The following is an example is from a Red Hat Linux machine:

$ cat /var/log/audit/audit.log | grep ebpf
type=AVC msg=audit(1598891569.452:193): avc:  denied  { map_create } for  pid=1612 comm="ebpf-preflight-" 
scontext=system_u:system_r:unconfined_service_t:s0 tcontext=system_u:system_r:unconfined_service_t:s0 
tclass=bpf permissive=0
type=SYSCALL msg=audit(1598891569.452:193): arch=c000003e syscall=321 success=no exit=-13 
a0=0 a1=7ffc0e1f5020 a2=78 a3=fefefefefefefeff items=0 ppid=1502 pid=1612 auid=4294967295 
uid=0 gid=0 euid=0 suid=0 fsuid=0 egid=0 sgid=0 fsgid=0 tty=(none) ses=4294967295 comm="ebpf-preflight-" 
exe="/opt/instana/agent/data/repo/com/instana/ebpf-preflight/0.1.6/ebpf-preflight-0.1.6.bin" 
subj=system_u:system_r:unconfined_service_t:s0 key=(null)
type=PROCTITLE msg=audit(1598891569.452:193):
proctitle="/opt/instana/agent/data/repo/com/instana/ebpf-preflight/0.1.6/ebpf-preflight-0.1.6.bin"

Note that audit log files are usually rotated, so we have to run this command not long after starting the host agent.

In the log file, we see that the map_create syscall was denied. To allow the eBPF sensor to make this syscall we need to create an SELinux policy. For this we need the program audit2allow. On Red Hat systems this can be installed as follows:

yum install policycoreutils-python

With audit2allow, we can then create raw policy files based on the log entries:

grep ebpf /var/log/audit/audit.log | audit2allow -M instana_ebpf

The command above will create the following files:

ls -Al | grep instana_ebpf
-rw-r--r--. 1 root                    root                      886 31. Aug 18:31 instana_ebpf.pp
-rw-r--r--. 1 root                    root                      239 31. Aug 18:31 instana_ebpf.te

The raw policy file, called instana_ebpf.te, now contains an instruction to allow the denied syscall:

$ cat instana_ebpf.temodule instana_ebpf 1.0;require {
	type unconfined_service_t;
	class bpf map_create;
}#============= unconfined_service_t ==============#!!!! This avc is allowed in the current policy
allow unconfined_service_t self:bpf map_create;

This policy will allow any app of type unconfined (very generic) to make the map_create syscall.

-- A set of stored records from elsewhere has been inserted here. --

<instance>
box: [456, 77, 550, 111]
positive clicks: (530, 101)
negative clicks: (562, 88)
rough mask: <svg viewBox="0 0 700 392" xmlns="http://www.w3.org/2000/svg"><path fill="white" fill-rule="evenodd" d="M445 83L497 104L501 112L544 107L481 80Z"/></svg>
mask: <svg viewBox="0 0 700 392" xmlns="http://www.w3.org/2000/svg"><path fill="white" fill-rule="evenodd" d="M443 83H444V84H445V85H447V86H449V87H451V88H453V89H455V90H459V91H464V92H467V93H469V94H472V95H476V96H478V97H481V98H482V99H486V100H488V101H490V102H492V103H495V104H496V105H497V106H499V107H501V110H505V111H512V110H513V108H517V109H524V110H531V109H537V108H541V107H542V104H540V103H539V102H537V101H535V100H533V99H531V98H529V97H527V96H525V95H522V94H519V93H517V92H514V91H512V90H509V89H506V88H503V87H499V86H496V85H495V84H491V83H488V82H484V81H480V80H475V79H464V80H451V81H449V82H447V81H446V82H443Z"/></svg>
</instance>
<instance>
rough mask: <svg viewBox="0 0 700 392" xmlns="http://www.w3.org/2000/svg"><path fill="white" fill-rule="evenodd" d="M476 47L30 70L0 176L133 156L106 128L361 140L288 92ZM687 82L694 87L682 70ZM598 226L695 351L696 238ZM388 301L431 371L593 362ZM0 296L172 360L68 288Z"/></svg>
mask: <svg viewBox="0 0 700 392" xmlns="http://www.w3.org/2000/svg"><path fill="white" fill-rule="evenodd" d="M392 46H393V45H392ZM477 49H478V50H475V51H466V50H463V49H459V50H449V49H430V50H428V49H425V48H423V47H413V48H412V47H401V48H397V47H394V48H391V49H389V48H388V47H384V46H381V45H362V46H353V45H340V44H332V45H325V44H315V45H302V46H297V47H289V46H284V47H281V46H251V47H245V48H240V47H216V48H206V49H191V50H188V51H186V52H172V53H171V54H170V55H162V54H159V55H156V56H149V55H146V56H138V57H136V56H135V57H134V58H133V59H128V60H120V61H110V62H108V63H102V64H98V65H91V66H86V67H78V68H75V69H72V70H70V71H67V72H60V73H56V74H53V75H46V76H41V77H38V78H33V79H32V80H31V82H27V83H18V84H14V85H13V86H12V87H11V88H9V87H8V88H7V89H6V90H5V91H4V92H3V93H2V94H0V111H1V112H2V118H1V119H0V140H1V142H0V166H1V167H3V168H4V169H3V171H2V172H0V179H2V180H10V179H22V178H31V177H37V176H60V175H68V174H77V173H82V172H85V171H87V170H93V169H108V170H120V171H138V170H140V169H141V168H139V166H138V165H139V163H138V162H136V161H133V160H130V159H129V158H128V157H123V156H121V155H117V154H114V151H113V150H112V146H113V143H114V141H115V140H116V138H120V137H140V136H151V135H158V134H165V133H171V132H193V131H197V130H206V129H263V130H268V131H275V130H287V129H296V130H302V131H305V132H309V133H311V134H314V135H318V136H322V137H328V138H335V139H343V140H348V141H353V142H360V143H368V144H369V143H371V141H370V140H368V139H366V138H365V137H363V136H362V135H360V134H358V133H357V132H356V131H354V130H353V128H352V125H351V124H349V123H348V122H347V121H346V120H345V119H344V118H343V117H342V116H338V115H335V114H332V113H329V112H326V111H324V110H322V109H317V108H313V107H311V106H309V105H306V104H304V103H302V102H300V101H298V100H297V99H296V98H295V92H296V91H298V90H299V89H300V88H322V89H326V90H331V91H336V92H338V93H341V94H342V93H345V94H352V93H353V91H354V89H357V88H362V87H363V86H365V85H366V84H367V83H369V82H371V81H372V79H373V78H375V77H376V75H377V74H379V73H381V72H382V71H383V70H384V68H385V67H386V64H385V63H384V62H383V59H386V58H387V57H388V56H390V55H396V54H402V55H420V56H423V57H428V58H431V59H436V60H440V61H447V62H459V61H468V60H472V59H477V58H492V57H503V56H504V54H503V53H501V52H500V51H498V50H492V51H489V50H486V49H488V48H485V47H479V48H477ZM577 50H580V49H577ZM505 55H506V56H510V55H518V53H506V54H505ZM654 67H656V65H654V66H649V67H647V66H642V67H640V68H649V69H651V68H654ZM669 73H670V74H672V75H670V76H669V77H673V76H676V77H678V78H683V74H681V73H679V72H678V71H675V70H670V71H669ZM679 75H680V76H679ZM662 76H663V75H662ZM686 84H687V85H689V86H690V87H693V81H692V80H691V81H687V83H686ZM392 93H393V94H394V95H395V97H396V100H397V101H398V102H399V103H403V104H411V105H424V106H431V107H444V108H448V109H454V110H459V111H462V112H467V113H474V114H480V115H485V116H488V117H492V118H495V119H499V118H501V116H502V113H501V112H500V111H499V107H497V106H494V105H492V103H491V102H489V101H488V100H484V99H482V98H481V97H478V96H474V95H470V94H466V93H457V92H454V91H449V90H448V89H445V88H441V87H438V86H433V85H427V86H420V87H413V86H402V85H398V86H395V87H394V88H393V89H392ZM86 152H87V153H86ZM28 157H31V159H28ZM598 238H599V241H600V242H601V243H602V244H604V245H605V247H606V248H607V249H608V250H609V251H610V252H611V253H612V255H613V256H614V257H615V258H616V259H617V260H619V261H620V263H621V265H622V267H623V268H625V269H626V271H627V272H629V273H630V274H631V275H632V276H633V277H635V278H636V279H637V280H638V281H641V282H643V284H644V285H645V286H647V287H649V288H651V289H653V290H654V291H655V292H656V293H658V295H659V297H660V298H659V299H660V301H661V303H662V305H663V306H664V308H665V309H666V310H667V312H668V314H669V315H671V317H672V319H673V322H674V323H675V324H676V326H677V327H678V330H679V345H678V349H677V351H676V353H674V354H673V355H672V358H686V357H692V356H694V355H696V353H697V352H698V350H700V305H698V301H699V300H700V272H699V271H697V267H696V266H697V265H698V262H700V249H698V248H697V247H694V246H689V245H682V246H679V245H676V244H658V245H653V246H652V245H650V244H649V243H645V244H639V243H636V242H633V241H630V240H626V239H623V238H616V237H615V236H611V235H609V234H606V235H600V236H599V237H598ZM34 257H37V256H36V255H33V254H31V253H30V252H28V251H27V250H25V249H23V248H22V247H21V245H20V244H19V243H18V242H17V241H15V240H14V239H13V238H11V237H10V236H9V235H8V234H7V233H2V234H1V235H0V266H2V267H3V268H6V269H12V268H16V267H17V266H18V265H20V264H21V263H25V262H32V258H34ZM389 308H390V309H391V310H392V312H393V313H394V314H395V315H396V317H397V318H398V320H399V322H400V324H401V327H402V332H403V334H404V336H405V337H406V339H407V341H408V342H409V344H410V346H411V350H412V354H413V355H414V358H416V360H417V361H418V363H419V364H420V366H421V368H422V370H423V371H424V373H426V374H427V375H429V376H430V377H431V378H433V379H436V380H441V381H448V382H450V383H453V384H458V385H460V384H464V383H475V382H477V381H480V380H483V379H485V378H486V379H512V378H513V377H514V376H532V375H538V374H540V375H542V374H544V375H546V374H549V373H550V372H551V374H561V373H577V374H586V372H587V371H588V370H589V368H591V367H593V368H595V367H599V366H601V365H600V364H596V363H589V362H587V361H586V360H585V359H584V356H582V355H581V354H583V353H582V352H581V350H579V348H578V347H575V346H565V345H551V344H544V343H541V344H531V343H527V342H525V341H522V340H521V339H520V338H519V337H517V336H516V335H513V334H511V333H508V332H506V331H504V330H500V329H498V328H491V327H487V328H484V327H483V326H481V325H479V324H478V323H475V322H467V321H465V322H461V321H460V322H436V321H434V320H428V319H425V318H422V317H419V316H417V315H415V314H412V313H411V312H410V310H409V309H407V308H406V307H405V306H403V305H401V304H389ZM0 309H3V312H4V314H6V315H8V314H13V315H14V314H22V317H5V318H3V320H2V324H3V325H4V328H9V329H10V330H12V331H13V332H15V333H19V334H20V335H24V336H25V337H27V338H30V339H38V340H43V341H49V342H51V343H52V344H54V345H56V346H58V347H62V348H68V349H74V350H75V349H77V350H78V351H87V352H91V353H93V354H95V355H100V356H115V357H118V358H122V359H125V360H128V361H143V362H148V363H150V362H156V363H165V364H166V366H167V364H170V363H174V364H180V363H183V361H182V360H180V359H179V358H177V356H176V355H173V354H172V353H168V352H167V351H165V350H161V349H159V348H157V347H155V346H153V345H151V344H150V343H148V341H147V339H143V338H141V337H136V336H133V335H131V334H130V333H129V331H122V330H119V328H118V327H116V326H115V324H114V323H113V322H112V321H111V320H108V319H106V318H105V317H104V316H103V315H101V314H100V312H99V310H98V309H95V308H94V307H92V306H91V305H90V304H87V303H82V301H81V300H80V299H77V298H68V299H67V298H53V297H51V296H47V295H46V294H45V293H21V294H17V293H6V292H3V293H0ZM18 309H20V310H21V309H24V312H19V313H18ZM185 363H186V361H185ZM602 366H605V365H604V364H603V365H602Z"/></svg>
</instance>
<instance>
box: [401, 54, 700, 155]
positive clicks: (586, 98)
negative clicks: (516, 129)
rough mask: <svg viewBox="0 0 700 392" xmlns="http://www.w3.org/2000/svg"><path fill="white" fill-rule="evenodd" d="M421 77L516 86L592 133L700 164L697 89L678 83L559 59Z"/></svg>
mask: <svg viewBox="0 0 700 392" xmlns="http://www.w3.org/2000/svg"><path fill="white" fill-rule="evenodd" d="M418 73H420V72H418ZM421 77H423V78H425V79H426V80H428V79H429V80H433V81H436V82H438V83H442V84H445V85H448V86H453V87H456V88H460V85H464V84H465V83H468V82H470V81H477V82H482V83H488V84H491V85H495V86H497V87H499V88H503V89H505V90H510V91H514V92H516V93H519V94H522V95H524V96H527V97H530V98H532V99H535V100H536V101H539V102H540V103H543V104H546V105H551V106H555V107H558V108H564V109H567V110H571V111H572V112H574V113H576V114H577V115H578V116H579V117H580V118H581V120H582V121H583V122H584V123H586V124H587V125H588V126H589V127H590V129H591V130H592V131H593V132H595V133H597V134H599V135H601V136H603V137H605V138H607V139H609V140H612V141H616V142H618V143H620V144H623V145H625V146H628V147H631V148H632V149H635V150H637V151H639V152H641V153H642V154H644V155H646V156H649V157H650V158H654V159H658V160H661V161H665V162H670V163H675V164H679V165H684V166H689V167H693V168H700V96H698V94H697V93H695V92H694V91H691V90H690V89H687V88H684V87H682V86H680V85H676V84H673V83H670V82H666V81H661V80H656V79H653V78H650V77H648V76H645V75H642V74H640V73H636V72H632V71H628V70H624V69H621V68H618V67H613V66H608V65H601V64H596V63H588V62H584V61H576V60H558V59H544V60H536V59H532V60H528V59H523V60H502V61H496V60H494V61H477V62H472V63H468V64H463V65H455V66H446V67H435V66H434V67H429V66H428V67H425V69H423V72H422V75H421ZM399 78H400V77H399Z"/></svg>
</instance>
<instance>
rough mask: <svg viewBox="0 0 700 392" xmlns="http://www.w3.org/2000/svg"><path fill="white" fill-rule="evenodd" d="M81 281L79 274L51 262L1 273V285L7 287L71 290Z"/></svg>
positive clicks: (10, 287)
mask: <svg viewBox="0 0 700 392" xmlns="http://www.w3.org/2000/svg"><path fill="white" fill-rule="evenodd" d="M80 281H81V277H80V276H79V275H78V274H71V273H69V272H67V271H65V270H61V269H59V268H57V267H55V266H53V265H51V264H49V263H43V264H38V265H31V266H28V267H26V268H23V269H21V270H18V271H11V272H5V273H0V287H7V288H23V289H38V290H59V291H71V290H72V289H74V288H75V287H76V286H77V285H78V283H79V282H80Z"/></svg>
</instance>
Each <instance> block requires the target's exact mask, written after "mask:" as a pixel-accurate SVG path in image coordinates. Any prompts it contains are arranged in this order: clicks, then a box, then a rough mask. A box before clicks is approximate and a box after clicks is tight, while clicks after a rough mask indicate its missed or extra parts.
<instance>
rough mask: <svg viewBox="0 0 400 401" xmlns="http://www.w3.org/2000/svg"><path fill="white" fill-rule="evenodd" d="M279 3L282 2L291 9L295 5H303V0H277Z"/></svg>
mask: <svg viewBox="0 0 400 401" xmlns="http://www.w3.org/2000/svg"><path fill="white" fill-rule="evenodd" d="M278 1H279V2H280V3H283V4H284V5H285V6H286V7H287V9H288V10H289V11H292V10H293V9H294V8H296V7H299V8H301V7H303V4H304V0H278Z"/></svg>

Additionally, the eBPF sensor needs a few more syscalls. We have to edit the instana_ebpf.te file so it looks like this:

$ cat instana_ebpf.te module instana_ebpf 1.0;require {
	type unconfined_service_t;
	class bpf { map_create map_read map_write prog_load prog_run };
}#============= unconfined_service_t ==============#!!!! This avc is allowed in the current policy
allow unconfined_service_t self:bpf { map_create map_read map_write prog_load prog_run };

This file then must be re-written to a binary format as the instana_ebpf.mod file:

$ checkmodule -M -m -o instana_ebpf.mod instana_ebpf.te
checkmodule:  loading policy configuration from instana_ebpf.te
checkmodule:  policy configuration loaded
checkmodule:  writing binary representation (version 19) to instana_ebpf.mod

The instana_ebpf.mod file must be repackaged as a loadable module:

semodule_package -o instana_ebpf.pp -m instana_ebpf.mod

And finally we can apply the policy package:

semodule -i instana_ebpf.pp

Any unconfined process, such as the host agent, can now make those syscalls.